In summary, we have measured photoelectron angular distributions of benzene molecules ionized by 1.65 μm, 100 fs infrared laser pulses. We demonstrated that accurate C-C and C-H bond lengths can be retrieved using the laser-induced electron diffraction method (LIED) by analyzing diffraction images generated by returning electrons with momenta close to about 2.0 a.u. The retrieved data are consistent with the model that the benzene ring remains intact. Our results demonstrate that most typical ultrafast intense laser laboratories today have the capability of carrying out LIED experiments to extract positions of atomic constituents in a molecule with sub-Ångström spatial resolution. The LIED method relies on nonlinear ionization of molecules by intense laser pulses. For each molecular system, it has a range of laser parameters where LIED will work best. For light molecules, LIED has demonstrated its ability to achieve sub-Ångström spatial resolution. Since femtosecond laser pulses are used in the probing, temporal resolution of tens of femtoseconds is already given.
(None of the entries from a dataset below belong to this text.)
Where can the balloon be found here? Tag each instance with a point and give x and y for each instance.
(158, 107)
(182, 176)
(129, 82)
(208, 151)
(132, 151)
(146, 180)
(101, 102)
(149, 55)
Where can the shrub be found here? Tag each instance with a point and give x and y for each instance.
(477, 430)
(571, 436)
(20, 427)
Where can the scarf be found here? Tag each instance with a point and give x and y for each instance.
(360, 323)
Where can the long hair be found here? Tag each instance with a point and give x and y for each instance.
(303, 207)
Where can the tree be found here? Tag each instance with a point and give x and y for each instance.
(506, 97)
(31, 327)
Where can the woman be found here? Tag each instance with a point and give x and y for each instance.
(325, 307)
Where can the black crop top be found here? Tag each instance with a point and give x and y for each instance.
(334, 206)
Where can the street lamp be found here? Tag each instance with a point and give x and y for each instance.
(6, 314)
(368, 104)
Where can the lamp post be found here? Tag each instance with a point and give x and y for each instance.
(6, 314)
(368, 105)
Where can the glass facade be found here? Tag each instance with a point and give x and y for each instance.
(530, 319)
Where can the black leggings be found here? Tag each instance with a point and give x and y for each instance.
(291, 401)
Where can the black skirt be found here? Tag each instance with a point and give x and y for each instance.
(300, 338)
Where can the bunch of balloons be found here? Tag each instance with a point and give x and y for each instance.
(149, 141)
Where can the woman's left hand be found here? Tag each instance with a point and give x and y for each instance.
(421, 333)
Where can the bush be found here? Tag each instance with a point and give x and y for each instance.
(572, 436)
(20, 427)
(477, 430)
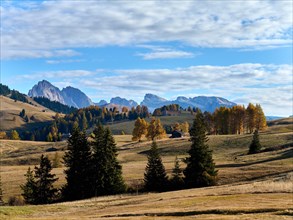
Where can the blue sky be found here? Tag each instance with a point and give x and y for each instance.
(239, 50)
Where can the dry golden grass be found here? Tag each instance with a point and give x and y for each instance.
(250, 186)
(9, 109)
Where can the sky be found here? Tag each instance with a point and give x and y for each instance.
(240, 50)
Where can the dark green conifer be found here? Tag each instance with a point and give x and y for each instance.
(200, 170)
(29, 189)
(1, 193)
(255, 145)
(39, 188)
(107, 171)
(44, 182)
(177, 181)
(78, 162)
(155, 177)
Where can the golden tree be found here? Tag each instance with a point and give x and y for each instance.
(140, 129)
(155, 130)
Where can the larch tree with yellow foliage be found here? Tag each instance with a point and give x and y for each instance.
(140, 129)
(155, 130)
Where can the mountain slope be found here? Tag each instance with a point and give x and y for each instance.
(69, 96)
(9, 114)
(47, 90)
(204, 103)
(123, 102)
(76, 98)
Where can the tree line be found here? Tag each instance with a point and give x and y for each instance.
(13, 94)
(235, 120)
(54, 105)
(92, 168)
(85, 118)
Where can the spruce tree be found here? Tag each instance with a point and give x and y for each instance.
(44, 182)
(155, 130)
(255, 145)
(29, 189)
(155, 177)
(115, 183)
(200, 170)
(78, 162)
(107, 172)
(39, 188)
(177, 181)
(1, 193)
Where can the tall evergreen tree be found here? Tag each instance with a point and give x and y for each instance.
(29, 189)
(14, 135)
(107, 172)
(39, 188)
(155, 130)
(78, 162)
(140, 129)
(255, 145)
(155, 177)
(1, 193)
(44, 182)
(260, 118)
(115, 183)
(200, 170)
(177, 181)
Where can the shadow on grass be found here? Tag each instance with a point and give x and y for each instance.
(285, 155)
(205, 212)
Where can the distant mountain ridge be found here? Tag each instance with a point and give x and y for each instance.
(74, 97)
(204, 103)
(69, 96)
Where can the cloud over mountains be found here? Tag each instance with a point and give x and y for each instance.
(40, 29)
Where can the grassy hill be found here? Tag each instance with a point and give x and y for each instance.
(256, 186)
(127, 126)
(9, 114)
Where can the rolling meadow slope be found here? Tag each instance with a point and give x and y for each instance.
(9, 114)
(258, 186)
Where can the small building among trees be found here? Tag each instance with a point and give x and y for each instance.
(176, 134)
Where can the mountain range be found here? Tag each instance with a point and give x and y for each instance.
(76, 98)
(68, 96)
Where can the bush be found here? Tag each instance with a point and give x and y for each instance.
(16, 201)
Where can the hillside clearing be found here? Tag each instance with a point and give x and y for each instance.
(258, 186)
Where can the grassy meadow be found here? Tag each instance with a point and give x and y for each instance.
(256, 186)
(10, 119)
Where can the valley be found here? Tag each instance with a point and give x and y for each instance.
(258, 186)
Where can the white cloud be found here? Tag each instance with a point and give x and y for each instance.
(270, 85)
(32, 53)
(70, 74)
(164, 53)
(63, 61)
(53, 25)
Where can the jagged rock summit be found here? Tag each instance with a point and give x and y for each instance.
(69, 96)
(74, 97)
(205, 103)
(123, 102)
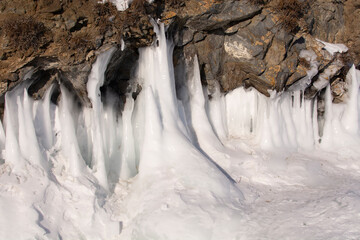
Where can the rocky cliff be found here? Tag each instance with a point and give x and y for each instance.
(269, 45)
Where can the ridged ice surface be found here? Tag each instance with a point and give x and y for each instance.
(176, 165)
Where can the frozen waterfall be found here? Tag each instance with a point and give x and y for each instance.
(173, 164)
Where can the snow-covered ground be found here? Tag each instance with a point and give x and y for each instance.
(176, 165)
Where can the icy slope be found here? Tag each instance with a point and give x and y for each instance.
(176, 165)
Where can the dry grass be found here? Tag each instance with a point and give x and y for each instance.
(258, 2)
(304, 62)
(24, 32)
(138, 5)
(81, 41)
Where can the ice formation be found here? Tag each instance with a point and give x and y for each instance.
(177, 165)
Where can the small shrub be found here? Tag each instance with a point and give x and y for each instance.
(258, 2)
(24, 32)
(175, 3)
(138, 5)
(305, 63)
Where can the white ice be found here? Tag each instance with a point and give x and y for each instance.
(175, 164)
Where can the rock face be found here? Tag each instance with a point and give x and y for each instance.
(243, 44)
(73, 34)
(269, 45)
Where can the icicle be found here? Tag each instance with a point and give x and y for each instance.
(350, 119)
(128, 158)
(70, 147)
(96, 80)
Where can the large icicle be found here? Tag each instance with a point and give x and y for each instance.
(95, 81)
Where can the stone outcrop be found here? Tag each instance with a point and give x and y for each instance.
(238, 43)
(76, 32)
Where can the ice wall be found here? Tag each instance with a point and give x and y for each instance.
(168, 154)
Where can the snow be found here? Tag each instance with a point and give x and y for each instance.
(177, 165)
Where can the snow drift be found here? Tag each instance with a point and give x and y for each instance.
(175, 164)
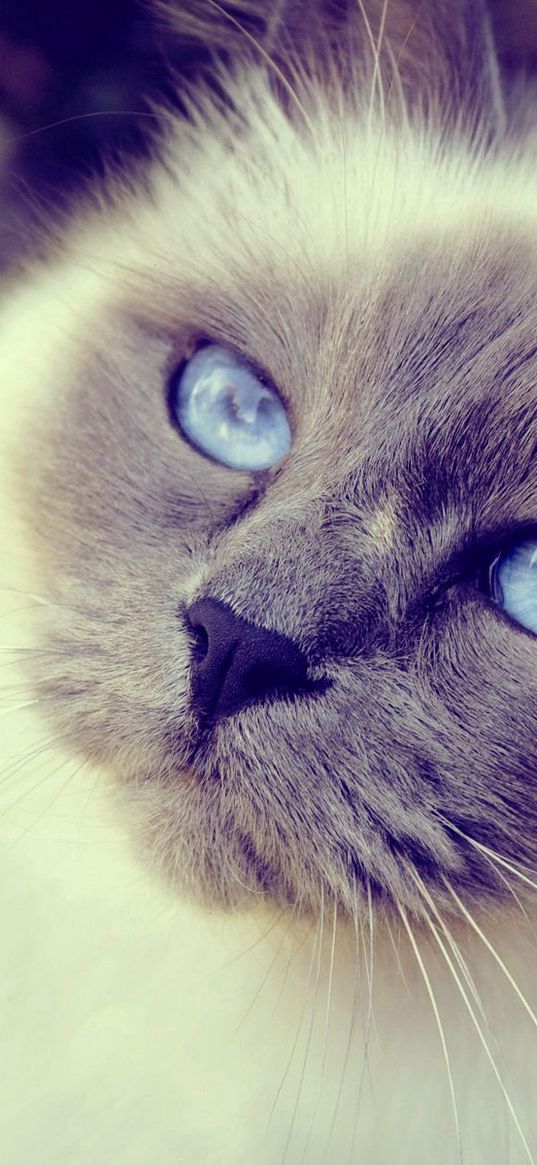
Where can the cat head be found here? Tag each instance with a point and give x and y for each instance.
(281, 449)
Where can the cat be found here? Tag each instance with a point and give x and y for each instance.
(269, 827)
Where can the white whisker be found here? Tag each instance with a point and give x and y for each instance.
(438, 1023)
(481, 1037)
(489, 946)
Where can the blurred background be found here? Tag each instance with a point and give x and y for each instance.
(78, 83)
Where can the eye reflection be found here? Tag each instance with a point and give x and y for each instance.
(228, 414)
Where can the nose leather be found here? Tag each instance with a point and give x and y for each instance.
(235, 662)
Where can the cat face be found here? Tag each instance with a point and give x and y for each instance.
(298, 673)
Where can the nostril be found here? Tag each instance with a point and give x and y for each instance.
(235, 663)
(200, 641)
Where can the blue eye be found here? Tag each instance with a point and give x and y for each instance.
(514, 583)
(228, 414)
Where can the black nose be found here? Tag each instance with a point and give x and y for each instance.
(235, 662)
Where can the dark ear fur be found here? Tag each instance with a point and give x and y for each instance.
(443, 49)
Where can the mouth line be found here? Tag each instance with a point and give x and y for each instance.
(207, 721)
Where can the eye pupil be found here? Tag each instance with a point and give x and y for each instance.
(227, 412)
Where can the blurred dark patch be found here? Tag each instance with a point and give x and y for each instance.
(78, 83)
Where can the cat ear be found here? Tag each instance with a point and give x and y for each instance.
(418, 51)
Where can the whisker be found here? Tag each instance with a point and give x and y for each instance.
(27, 792)
(271, 63)
(325, 1037)
(80, 117)
(350, 1037)
(30, 754)
(56, 796)
(301, 1022)
(438, 1023)
(480, 1036)
(489, 946)
(454, 947)
(368, 962)
(490, 853)
(310, 1033)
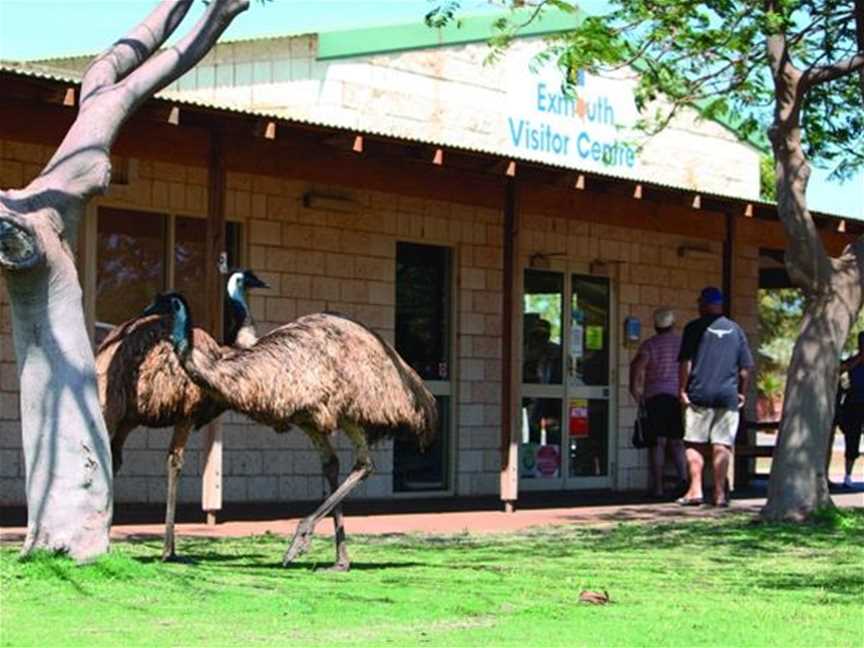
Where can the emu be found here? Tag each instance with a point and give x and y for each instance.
(141, 383)
(321, 372)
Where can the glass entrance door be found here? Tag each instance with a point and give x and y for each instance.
(566, 376)
(588, 382)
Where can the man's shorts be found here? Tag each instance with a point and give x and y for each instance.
(710, 425)
(851, 422)
(664, 416)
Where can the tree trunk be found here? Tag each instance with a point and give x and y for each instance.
(66, 450)
(799, 481)
(798, 485)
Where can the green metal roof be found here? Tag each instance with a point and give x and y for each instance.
(414, 35)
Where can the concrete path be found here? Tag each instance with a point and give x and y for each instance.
(481, 521)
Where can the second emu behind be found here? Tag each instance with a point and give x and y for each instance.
(321, 372)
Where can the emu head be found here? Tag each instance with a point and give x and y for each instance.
(175, 308)
(240, 281)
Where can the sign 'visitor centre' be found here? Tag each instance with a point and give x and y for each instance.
(589, 127)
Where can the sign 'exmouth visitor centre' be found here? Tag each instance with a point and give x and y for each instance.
(591, 126)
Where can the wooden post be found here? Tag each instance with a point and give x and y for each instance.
(211, 484)
(509, 374)
(738, 467)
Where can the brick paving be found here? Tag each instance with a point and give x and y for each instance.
(448, 522)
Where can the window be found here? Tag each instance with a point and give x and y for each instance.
(134, 262)
(130, 265)
(423, 329)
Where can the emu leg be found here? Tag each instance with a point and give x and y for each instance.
(331, 471)
(118, 439)
(174, 464)
(362, 469)
(330, 468)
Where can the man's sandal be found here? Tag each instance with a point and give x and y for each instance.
(689, 501)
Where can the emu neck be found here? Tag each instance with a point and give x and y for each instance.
(245, 335)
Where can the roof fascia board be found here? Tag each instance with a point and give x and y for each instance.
(413, 36)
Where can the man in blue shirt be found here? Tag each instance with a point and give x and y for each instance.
(852, 416)
(714, 363)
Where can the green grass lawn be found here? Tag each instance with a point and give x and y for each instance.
(729, 583)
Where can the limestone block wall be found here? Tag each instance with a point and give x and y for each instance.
(345, 260)
(314, 260)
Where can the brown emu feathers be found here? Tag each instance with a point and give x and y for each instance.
(321, 372)
(322, 369)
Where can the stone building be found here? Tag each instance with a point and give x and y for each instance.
(498, 231)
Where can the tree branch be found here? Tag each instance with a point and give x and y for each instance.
(825, 73)
(859, 37)
(123, 78)
(20, 247)
(133, 49)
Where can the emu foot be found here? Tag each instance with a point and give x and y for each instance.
(171, 556)
(338, 567)
(299, 544)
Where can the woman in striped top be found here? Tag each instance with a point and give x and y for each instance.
(654, 383)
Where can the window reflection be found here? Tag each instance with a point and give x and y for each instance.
(189, 250)
(423, 470)
(589, 439)
(589, 347)
(542, 323)
(423, 308)
(540, 450)
(130, 268)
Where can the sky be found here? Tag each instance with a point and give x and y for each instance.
(51, 28)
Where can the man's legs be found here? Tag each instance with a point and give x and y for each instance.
(659, 454)
(676, 446)
(852, 437)
(695, 463)
(697, 429)
(721, 456)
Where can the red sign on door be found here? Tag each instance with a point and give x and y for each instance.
(579, 418)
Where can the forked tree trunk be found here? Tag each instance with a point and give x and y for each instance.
(832, 288)
(66, 452)
(66, 449)
(799, 481)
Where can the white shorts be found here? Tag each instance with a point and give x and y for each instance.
(710, 425)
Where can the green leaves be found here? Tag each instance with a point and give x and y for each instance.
(712, 56)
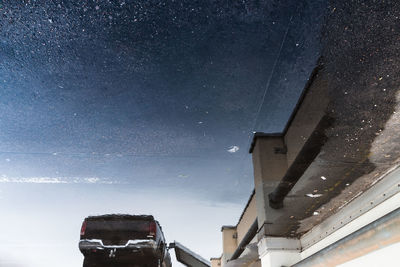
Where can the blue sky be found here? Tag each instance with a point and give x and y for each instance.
(140, 107)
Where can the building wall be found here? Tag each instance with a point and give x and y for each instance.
(249, 215)
(229, 244)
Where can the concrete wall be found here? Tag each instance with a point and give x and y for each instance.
(249, 215)
(229, 243)
(215, 262)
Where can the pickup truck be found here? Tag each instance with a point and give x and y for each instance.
(126, 240)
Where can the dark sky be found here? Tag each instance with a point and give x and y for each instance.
(149, 92)
(148, 95)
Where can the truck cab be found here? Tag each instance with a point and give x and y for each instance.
(129, 240)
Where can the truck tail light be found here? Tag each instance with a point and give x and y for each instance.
(152, 229)
(83, 228)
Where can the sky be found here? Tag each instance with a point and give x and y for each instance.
(140, 107)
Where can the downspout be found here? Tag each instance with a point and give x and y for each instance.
(245, 241)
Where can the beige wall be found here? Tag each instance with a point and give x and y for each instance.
(249, 215)
(215, 262)
(229, 241)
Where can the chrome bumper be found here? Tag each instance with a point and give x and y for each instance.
(89, 244)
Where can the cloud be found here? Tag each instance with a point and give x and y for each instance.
(55, 180)
(233, 149)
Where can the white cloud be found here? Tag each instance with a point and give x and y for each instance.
(55, 180)
(233, 149)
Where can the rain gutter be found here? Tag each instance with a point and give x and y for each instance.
(303, 160)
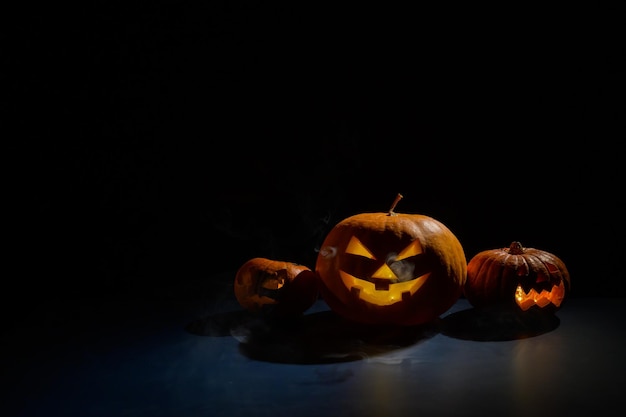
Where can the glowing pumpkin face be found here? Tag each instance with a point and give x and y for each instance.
(390, 268)
(275, 288)
(517, 277)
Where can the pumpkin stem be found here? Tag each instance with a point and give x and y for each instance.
(516, 248)
(393, 205)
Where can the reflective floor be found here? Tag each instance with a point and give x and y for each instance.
(179, 352)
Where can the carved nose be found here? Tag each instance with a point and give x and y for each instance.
(384, 272)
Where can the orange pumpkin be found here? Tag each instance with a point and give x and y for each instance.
(518, 277)
(391, 268)
(275, 288)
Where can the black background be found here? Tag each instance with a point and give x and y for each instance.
(157, 143)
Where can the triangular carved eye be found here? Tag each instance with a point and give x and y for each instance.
(355, 247)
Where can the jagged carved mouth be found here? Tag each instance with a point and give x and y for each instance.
(527, 299)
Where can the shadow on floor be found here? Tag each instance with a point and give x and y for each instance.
(321, 337)
(497, 324)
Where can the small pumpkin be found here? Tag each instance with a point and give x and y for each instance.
(391, 268)
(516, 277)
(275, 288)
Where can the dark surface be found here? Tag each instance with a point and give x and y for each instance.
(182, 352)
(152, 147)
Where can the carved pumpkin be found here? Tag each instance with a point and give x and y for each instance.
(391, 268)
(516, 277)
(275, 288)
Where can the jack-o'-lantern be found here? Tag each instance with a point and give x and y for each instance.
(275, 288)
(391, 268)
(517, 277)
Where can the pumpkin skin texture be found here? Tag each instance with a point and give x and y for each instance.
(516, 278)
(275, 288)
(391, 268)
Looking ahead, the challenge for LIED as a potential powerful table-top laboratory tools for ultrafast dynamic imaging is whether good quality diffraction images can be generated at a typical laser laboratory like ours. The result reported here is definitely a positive statement. Still the technology has room to improve. Future LIED experiments should include oriented/aligned targets^24,35–38 and coincidence of photoelectrons with molecular ions.²⁴ In terms of lasers, shorter pulses and longer wavelength are desirable such that high energy electrons are generated without excessive ionization. Higher flux of returning electrons is also desirable and it can be met in the future with high-repetition (hundreds kHz and up) lasers, or few-color synthesized laser that optimizes the fraction of returning electrons without excessive ionization (see Jin et al.³⁹ and references therein). For LIED to become a competitive ultrafast dynamic imaging tool for molecules, more typical ultrafast laser laboratories should be engaged in such investigations.

V. SUPPLEMENTARY MATERIAL

See supplementary material for the detail of the QRS theory, DCS extraction, and chi-square fitting.